Of those accounts, 61,881 were invested in stocks and shares and the remaining 16,461 were cash – meaning nearly 80% of the maximised accounts were invested. In total, there were 770,000 cash and 598,000 stocks and shares JISAs, statistics from HMRC show, indicating more than 10% of the latter are maximised compared to 2% of cash accounts.

Adrian Murphy, CEO of Murphy Wealth, said: “Receiving nearly £400,000 on your 18th birthday would set you up nicely for adult life. You wouldn’t have to take on student debt to pay yourself through university; you could put at least a sizeable deposit on a property in the vast majority of the country, with cash to spare; or let it roll over into an adult ISA and likely become a millionaire by the time you are 30.

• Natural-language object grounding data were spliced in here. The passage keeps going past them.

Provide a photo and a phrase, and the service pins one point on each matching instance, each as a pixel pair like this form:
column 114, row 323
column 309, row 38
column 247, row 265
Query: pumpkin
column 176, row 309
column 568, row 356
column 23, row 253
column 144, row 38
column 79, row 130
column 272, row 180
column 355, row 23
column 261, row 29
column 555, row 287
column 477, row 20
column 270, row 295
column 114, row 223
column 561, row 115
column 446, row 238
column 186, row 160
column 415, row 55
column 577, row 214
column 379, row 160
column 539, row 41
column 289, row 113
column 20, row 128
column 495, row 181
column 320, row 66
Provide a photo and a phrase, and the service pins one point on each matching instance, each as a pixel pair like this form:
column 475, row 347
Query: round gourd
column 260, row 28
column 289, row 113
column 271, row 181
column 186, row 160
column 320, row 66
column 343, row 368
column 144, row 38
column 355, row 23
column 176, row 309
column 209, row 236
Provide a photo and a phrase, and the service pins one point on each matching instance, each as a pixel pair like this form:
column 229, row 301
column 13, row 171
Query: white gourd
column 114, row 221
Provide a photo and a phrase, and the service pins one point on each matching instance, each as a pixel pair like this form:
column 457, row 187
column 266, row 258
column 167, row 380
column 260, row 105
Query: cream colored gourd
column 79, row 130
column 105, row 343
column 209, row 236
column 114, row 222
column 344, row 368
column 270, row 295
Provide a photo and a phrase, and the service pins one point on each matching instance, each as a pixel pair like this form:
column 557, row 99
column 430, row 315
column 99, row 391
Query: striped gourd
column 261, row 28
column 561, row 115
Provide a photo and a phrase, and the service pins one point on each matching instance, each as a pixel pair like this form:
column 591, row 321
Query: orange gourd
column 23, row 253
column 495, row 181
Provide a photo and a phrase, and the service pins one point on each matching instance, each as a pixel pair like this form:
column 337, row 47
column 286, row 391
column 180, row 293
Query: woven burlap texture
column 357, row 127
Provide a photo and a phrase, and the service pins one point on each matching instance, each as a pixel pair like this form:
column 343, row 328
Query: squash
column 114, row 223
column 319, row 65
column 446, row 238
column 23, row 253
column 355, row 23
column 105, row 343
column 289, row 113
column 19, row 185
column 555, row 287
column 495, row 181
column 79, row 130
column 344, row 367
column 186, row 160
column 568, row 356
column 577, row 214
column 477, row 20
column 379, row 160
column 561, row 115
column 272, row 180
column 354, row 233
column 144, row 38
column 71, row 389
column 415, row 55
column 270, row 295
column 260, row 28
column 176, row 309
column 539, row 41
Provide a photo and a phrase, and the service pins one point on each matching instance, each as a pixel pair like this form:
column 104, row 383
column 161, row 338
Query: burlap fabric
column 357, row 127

“For those able to do so, it underlines the power of saving as early as possible on your children’s behalf and the power of compounding over time. There is no way you could get anywhere near those figures through cash – every penny put in these accounts must have been invested over the course of 18 years.

“The fact that such a large percentage of the maximised accounts are in stocks and shares shows that more people are beginning to understand the difference investing can make. While markets go through periods of volatility, like they are right now with the conflict in the Middle East, they have bounced back and gone on far superior returns to cash over most timeframes.

“With pensions becoming part of people’s estates from next year, making use of JISAs is a great way to tax efficiently pass down wealth. Junior SIPPs are another option, but the annual contribution limit is much lower at £2,880 and the recipient can’t access the money until they are close to retirement, which does little to help them out as they navigate becoming an adult.

“Passing down wealth to family members can be a complex and long-term process, so it’s important you have a plan and don’t leave yourself short. Speak to a financial adviser who can provide guidance on how to sustainably gift money to children and grandchildren, while ensuring your financial requirements are taken care of in retirement.”